Dans le monde islamique, la différenciation vestimentaire entre les fidèles et les minorités religieuses a été pratiquée dès le huitième siècle. Ainsi, les chrétiens d’Égypte ont longtemps été tenus de porter un costume spécial (des habits de couleur sombre avec un turban bleu ou noir). En Europe médiévale, le quatrième concile œcuménique du Latran sur l’initiative du pape Innocent III stipule que les Juifs et les Sarrasins (musulmans) doivent porter des vêtements distinctifs. Les historiens ne s’accordent pas sur cet usage : a-t-il été introduit en Europe par les Croisés, ou par la Sicile, qui musulmane pendant fut un certain temps ? L’application concrète est déférée aux autorités locales. Dans les décennies qui suivent, ce décret n’est répété pas moins de 29 fois par les papes et les conciles. En 1218, Henri III d’Angleterre statue que les Juifs doivent porter un signe, Frédéric II leur impose un signe bleu en Sicile à partir de 1221. Le reste de l’Europe annonce et prend des mesures similaires, bien qu’il faille attendre 1270 pour que le Saint-Empire romain germanique impose le chapeau juif. Après quelque temps, ce signe ne se limite plus à indiquer la différence, mais aussi l’infériorité. Le jaune que les musulmans employaient déjà pour les Juifs – les chrétiens étant tenus au bleu et les Samaritains au rouge dans le système islamique – en devient la couleur dominante. Une exception notable est celle de la République des Provinces-Unies des Pays-Bas, où l’on décrète en 1619 que les Juifs ne doivent pas porter de signes distinctifs, ce qui ne signifie d’ailleurs pas l’absence totale de mesures restrictives. Le Siècle des Lumières apporte lentement des changements. En 1781, la liberté de culte est décrétée dans tout le Saint-Empire romain germanique. De nombreux autres États européens suppriment les signes distinctifs religieux à cette période. La diffusion des idéaux de la Révolution française joue un rôle crucial dans l’octroi de l’égalité des droits.

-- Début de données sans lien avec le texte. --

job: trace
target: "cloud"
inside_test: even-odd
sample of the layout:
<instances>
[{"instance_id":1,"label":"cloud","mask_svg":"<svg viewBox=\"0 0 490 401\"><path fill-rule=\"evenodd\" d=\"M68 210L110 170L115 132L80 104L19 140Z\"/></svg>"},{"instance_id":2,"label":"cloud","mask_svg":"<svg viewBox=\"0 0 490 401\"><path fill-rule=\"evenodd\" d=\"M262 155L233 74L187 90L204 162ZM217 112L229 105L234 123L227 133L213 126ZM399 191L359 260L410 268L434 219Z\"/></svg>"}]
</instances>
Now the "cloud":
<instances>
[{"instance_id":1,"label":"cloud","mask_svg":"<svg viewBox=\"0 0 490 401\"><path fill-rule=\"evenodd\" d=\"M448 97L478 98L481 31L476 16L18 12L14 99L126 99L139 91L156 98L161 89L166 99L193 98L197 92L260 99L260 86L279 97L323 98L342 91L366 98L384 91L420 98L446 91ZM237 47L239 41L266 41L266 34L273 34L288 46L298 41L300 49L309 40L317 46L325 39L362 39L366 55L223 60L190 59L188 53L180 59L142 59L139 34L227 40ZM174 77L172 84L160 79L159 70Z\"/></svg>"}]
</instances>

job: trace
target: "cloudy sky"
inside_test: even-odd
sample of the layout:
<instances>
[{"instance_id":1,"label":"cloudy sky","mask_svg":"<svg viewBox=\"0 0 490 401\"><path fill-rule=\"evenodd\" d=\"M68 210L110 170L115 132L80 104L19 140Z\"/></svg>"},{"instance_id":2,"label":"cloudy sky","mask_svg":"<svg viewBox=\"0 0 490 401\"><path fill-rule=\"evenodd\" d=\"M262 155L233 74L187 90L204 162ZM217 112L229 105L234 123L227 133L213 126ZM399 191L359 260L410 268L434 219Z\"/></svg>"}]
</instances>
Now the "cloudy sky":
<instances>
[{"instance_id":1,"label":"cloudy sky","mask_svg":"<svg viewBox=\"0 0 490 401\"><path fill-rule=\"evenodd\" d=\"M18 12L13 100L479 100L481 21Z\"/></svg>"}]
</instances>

À la fin des années 1930, les Nazis renouent donc avec une tradition séculaire. Ils rencontrent pourtant beaucoup de résistance, parmi les non-Juifs aussi. Le régime collaborateur de Vichy refuse d’imposer le port de l’étoile en zone libre. Aux Pays-Bas, un journal de la presse illégale exprime sa solidarité avec les Juifs en imprimant de nombreuses étoiles avec la mention « Juifs et non-Juifs sont égaux ». En Bulgarie, l’introduction de l’étoile jaune manque son but : les citoyens protestent en confectionnant des étoiles et en les portant eux-mêmes. Certains y apposent même l’image du roi. Leurs concitoyens bulgares affichent leur sympathie pour les Juifs qui portent l’étoile par le geste et la parole. Les antisémites et les Allemands sont pris de court. L’administration bulgare fait de son mieux pour contrecarrer les tentatives de déportation.

La bataille du voile

L’usage de symboles – religieux – dans l’espace public a dominé plus d’une discussion animée les dernières décennies. Dans cette querelle, le symbole par excellence s’avère être le foulard islamique. La communauté musulmane n’échappe d’ailleurs pas à la discussion : l’obligation ou non de se couvrir la tête est un sujet brûlant. Les versets du Coran sont sujets à interprétation. Qui plus est, ils n’explicitent pas la mesure dans laquelle le corps doit être couvert. Certaines interprétations extrêmes, comme celles des talibans en Afghanistan, imposent à la femme le port de la burqa qui couvre la totalité du corps, ainsi que le visage et les mains des femmes. Quelles que soient les justifications religieuses pour le port du voile ou du foulard, en Occident, ce sujet est devenu l’enjeu d’une discussion sociale enflammée. Pour les uns, le foulard est devenu le symbole par excellence d’un islam opprimant, misogyne et agressif, en porte-à-faux avec la démocratie libérale occidentale ; pour les autres, le foulard est le symbole d’un islam sûr de lui, qui se libère de l’emprise coloniale et impériale de l’Occident. Pour les unes, il est le symbole d’une soumission collective et inconsidérée à la tradition, pour les autres, le choix individuel de la musulmane émancipée. Un petit bout d’étoffe sujet à de nombreux malentendus et objet de discussions qui ont favorisé et favorisent encore la polarisation politique!